While the US new car market soared almost 6 percent last year to 16.5 million units, there are signs its peak has not been reached – the latest being a report coming from Edmunds.com.
It appears that just as it was the case with the new car and light truck average prices, used car prices have also seen a record increase to an average of $16,800 last year, growing 5.7 percent over the same period of 2013. Back then the average was of $15,900. There’s one explanation to the hike – the higher used car prices are a testament to the strong resale value of three- and four-year-old vehicles that are fresh out of lease contracts. Additionally, people that have the prospect of trading in their used car to purchase a new one are more likely to be proposed reasonable amounts. Another crucial reason for last year’s growth is the gain seen in the “certified pre-owned” category. Automakers and their dealers offer such cars as mostly off-lease vehicles that the latter recondition and offer them as alternatives for people that don’t have the power or will to spend the cash on a new model.

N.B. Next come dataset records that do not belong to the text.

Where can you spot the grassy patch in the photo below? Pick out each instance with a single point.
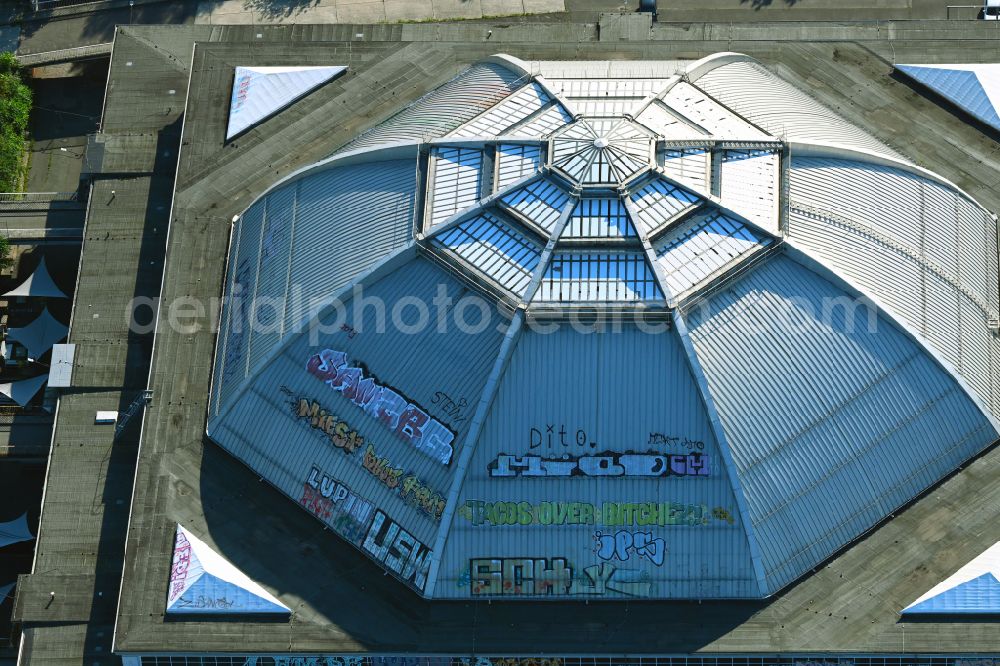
(15, 108)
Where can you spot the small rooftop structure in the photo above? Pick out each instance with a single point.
(22, 391)
(972, 590)
(202, 582)
(40, 335)
(39, 283)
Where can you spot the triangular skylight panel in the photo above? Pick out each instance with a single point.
(975, 88)
(599, 219)
(702, 248)
(540, 202)
(972, 590)
(202, 582)
(261, 92)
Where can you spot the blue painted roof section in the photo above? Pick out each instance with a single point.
(834, 419)
(961, 87)
(980, 595)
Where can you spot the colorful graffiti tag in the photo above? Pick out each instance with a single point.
(622, 544)
(335, 504)
(661, 439)
(400, 552)
(624, 514)
(411, 489)
(403, 417)
(539, 576)
(339, 431)
(605, 464)
(179, 569)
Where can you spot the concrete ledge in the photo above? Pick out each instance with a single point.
(65, 55)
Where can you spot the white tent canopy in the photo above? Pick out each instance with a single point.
(203, 582)
(261, 92)
(15, 531)
(974, 589)
(39, 283)
(40, 334)
(23, 390)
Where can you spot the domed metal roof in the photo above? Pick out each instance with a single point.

US dealers also saw a record level of certified pre-owned sales last year, delivering 2.3 million units – roughly 21 percent of the country’s used car market. The figure is also up from just 1.53 million autos back in 2009. “We fully expect CPO popularity to continue throughout 2015 because many leased cars are being returned in excellent shape,” says Jessica Caldwell, an analyst at Edmunds, which is a car-shopping information service.